Nachdem der deutsche Aktienmarkt Mittwochmorgen zunächst postiv auf den sich abzeichnenden Wahlsieg des republikanischen US-Präsidentschaftskandidaten Donald Trump reagierte, drehte die Stimmung am Nachmittag ins Minus. Der Dax stieg am Vormittag zeitweise um mehr als 1,5%, schloss am Ende aber 1,13% tiefer. Die US-Börsen zogen indes an.
Am Donnerstag drehen die Kurse wieder nach oben. Das Ende der Ampel-Koalition in Berlin wird gelassen aufgenommen.

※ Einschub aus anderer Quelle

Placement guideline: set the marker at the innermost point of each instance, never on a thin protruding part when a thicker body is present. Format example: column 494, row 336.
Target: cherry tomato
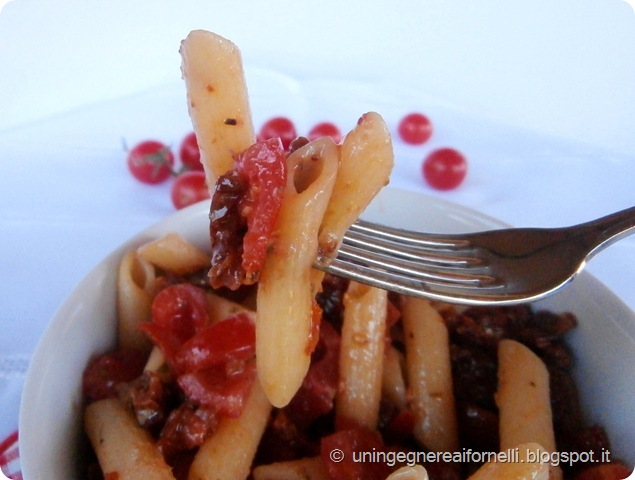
column 189, row 188
column 278, row 127
column 189, row 152
column 415, row 128
column 325, row 129
column 151, row 162
column 444, row 168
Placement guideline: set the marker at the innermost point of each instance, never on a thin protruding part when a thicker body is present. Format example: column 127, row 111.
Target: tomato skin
column 223, row 388
column 444, row 168
column 150, row 162
column 189, row 153
column 278, row 127
column 226, row 340
column 189, row 188
column 264, row 165
column 325, row 129
column 104, row 373
column 178, row 312
column 243, row 213
column 317, row 392
column 415, row 128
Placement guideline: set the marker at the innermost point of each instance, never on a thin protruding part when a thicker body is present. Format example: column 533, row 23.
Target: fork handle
column 607, row 230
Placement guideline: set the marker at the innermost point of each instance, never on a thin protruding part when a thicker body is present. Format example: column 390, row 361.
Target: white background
column 540, row 95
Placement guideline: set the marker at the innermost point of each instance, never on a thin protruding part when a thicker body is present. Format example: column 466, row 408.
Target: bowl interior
column 603, row 344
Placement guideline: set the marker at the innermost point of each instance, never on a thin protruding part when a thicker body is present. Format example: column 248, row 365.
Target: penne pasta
column 174, row 254
column 122, row 446
column 525, row 468
column 220, row 308
column 362, row 354
column 217, row 100
column 429, row 376
column 285, row 301
column 523, row 399
column 229, row 452
column 416, row 472
column 366, row 161
column 310, row 468
column 393, row 382
column 135, row 282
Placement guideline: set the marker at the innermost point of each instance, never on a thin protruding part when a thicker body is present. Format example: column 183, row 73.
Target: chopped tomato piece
column 264, row 165
column 104, row 373
column 231, row 339
column 244, row 210
column 609, row 471
column 315, row 396
column 178, row 312
column 223, row 388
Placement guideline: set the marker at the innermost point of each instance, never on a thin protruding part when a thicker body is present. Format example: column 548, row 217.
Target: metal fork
column 495, row 267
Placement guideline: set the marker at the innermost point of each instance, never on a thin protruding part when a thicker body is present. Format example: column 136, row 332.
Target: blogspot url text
column 512, row 455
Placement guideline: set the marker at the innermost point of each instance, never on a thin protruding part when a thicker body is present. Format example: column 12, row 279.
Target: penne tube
column 362, row 354
column 527, row 467
column 174, row 254
column 366, row 160
column 416, row 472
column 393, row 382
column 217, row 100
column 429, row 374
column 286, row 292
column 135, row 282
column 229, row 452
column 523, row 399
column 123, row 448
column 310, row 468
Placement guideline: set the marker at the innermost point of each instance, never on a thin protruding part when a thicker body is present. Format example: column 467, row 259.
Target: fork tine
column 389, row 263
column 406, row 285
column 375, row 241
column 404, row 237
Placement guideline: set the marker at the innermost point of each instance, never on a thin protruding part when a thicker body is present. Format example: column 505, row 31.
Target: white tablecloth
column 539, row 98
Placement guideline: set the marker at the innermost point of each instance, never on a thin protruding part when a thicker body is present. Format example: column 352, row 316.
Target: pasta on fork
column 242, row 361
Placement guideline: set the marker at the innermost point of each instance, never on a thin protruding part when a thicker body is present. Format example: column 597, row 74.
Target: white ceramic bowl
column 604, row 342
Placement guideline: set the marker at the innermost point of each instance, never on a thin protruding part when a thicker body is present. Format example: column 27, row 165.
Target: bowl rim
column 191, row 220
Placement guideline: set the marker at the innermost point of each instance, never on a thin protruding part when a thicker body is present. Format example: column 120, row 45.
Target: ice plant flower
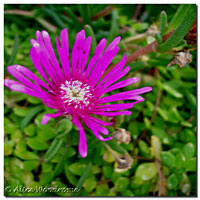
column 74, row 89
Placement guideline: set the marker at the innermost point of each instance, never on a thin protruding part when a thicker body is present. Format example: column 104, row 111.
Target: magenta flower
column 74, row 89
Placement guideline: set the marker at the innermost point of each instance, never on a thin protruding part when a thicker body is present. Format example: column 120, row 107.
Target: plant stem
column 140, row 52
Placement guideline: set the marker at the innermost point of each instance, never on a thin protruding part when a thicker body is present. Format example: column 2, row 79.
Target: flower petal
column 110, row 114
column 114, row 71
column 114, row 107
column 102, row 65
column 47, row 117
column 96, row 129
column 63, row 52
column 121, row 84
column 51, row 55
column 97, row 53
column 128, row 95
column 76, row 52
column 100, row 121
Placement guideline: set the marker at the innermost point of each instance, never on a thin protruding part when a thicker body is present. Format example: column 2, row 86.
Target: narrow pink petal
column 128, row 95
column 15, row 86
column 121, row 84
column 82, row 146
column 63, row 53
column 113, row 44
column 52, row 56
column 24, row 75
column 43, row 58
column 114, row 71
column 113, row 79
column 47, row 117
column 76, row 52
column 86, row 52
column 97, row 53
column 103, row 123
column 95, row 131
column 102, row 65
column 110, row 114
column 94, row 126
column 39, row 67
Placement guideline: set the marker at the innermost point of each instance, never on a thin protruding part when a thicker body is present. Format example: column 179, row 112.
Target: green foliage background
column 46, row 155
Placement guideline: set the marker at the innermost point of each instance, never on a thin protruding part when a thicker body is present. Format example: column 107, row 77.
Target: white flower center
column 76, row 95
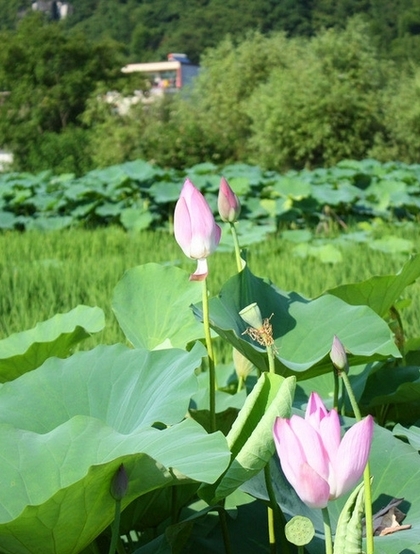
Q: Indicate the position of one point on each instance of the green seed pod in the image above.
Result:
(349, 533)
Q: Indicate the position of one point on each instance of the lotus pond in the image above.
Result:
(118, 440)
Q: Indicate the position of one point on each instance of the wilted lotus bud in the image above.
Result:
(243, 366)
(228, 203)
(119, 484)
(252, 315)
(338, 355)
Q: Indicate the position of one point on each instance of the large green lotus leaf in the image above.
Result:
(412, 434)
(395, 467)
(123, 387)
(22, 352)
(251, 438)
(152, 305)
(66, 427)
(380, 292)
(303, 330)
(397, 388)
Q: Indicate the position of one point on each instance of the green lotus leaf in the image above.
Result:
(152, 305)
(251, 437)
(22, 352)
(380, 292)
(392, 245)
(303, 330)
(135, 219)
(66, 427)
(395, 467)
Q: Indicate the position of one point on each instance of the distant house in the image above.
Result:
(56, 10)
(168, 76)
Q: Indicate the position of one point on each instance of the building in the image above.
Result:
(56, 10)
(168, 76)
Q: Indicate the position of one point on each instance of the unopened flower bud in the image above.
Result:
(252, 315)
(338, 355)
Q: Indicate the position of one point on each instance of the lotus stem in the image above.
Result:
(237, 247)
(370, 547)
(327, 531)
(210, 356)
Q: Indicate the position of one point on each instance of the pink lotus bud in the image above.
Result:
(195, 229)
(228, 203)
(338, 355)
(317, 462)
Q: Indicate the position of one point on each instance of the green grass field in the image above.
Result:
(42, 274)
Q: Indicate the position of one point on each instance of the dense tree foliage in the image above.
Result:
(49, 75)
(283, 83)
(149, 29)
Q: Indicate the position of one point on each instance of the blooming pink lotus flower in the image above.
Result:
(195, 229)
(228, 203)
(317, 462)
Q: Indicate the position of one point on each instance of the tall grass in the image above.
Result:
(42, 274)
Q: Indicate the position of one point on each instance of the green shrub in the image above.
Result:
(323, 106)
(401, 138)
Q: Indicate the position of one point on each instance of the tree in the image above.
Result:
(49, 75)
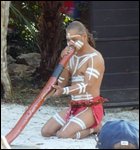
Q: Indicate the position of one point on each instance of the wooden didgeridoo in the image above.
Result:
(40, 98)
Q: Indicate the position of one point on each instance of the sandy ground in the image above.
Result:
(31, 136)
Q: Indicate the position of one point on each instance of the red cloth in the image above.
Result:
(98, 112)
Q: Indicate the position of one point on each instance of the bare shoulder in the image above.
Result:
(98, 59)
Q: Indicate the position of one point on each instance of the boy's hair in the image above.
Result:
(80, 28)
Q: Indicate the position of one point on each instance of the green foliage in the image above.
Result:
(23, 20)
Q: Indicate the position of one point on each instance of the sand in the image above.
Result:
(30, 137)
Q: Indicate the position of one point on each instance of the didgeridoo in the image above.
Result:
(38, 101)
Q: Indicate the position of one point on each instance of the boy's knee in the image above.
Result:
(45, 132)
(62, 134)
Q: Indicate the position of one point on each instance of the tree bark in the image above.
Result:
(5, 79)
(51, 36)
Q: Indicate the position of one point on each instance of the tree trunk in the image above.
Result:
(5, 79)
(51, 36)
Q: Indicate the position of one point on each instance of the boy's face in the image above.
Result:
(74, 39)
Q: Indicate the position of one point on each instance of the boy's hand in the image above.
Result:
(59, 90)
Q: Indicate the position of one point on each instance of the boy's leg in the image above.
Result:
(54, 124)
(78, 126)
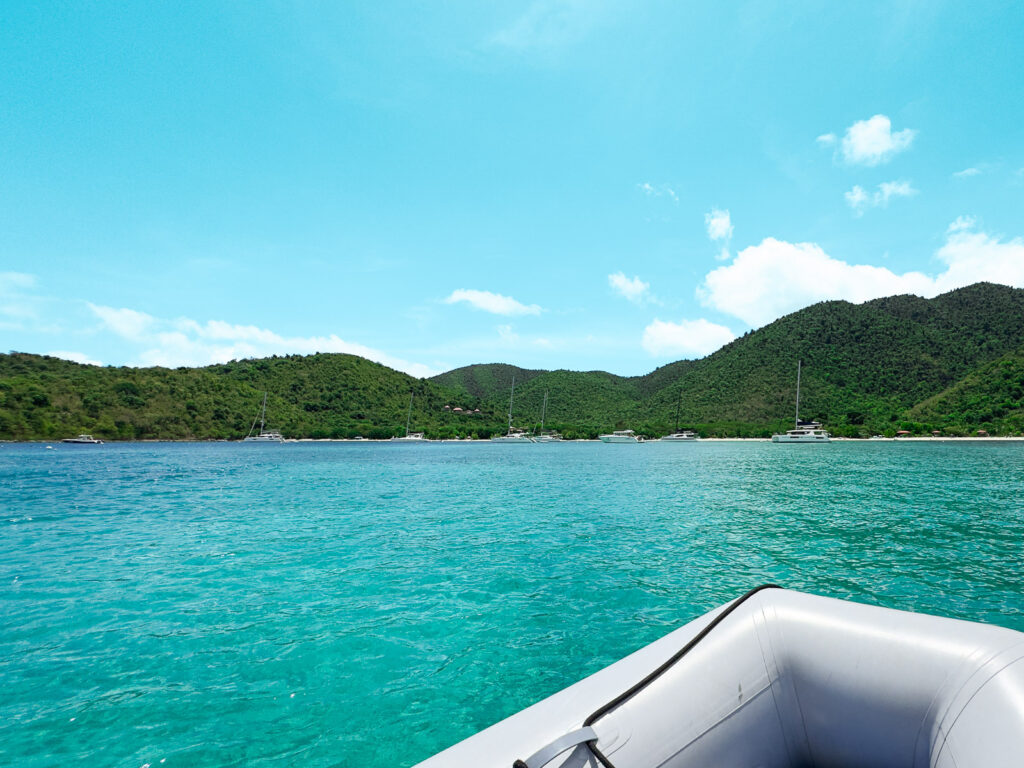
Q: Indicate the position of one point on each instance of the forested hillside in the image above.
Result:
(954, 364)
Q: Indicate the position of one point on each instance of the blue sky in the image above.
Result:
(556, 183)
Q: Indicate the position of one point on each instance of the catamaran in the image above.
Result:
(82, 439)
(546, 436)
(264, 435)
(803, 431)
(621, 435)
(410, 436)
(513, 435)
(686, 435)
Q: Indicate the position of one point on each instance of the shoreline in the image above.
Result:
(920, 438)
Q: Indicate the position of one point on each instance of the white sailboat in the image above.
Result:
(264, 435)
(82, 439)
(803, 431)
(621, 435)
(410, 436)
(546, 436)
(686, 435)
(513, 435)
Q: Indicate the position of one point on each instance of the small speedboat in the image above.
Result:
(780, 679)
(83, 439)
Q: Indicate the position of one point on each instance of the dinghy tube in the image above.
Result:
(781, 679)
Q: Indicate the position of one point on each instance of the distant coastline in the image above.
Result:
(952, 365)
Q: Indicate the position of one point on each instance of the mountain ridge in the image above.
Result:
(895, 363)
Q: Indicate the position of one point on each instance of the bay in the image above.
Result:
(335, 604)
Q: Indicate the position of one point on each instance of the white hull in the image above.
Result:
(263, 438)
(799, 438)
(786, 679)
(82, 439)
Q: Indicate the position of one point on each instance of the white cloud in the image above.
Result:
(75, 357)
(856, 198)
(492, 302)
(127, 324)
(547, 25)
(719, 224)
(967, 173)
(962, 222)
(657, 190)
(11, 282)
(776, 278)
(185, 342)
(859, 200)
(17, 304)
(871, 141)
(688, 338)
(633, 289)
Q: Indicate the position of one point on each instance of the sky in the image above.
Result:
(552, 183)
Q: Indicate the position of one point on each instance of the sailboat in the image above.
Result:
(803, 431)
(513, 435)
(686, 435)
(410, 436)
(264, 435)
(546, 436)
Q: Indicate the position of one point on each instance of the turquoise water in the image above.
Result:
(367, 605)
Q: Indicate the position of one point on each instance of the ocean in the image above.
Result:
(368, 604)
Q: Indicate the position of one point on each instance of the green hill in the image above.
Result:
(991, 398)
(952, 363)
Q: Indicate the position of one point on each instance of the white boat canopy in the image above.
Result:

“Grundsätzlich gilt es festzuhalten: Anleger investieren in Assets, nicht ins BIP oder in Regierungen. Aus Investmentsicht sind fundamentale Entwicklungen sowie die Bewertungen daher deutlich wichtiger als politische Ereignisse", so Stefan Hofrichter, Head of Global Economics & Strategy bei Allianz Global Investors, zum Ampel-Aus. Auch aus politischer Sicht seien die Wahlen in den USA wichtiger als ein Regierungswechsel in Deutschland, das allerdings vor großen strukturellen Herausforderungen stehe.
Autokonzerne besonders betroffen
Deutschlands Autobauer dürften zu den Verlierern von Donald Trumps Wahlsieg gehören. Morningstar-Analystin Rella Suskin sieht Porsche besonders unter Druck. Das Unternehmen generiert rund ein Drittel des Umsatzes in den USA, verfügt aber anders als seine europäischen Mitstreiter über keine Produktionskapazitäten in den USA.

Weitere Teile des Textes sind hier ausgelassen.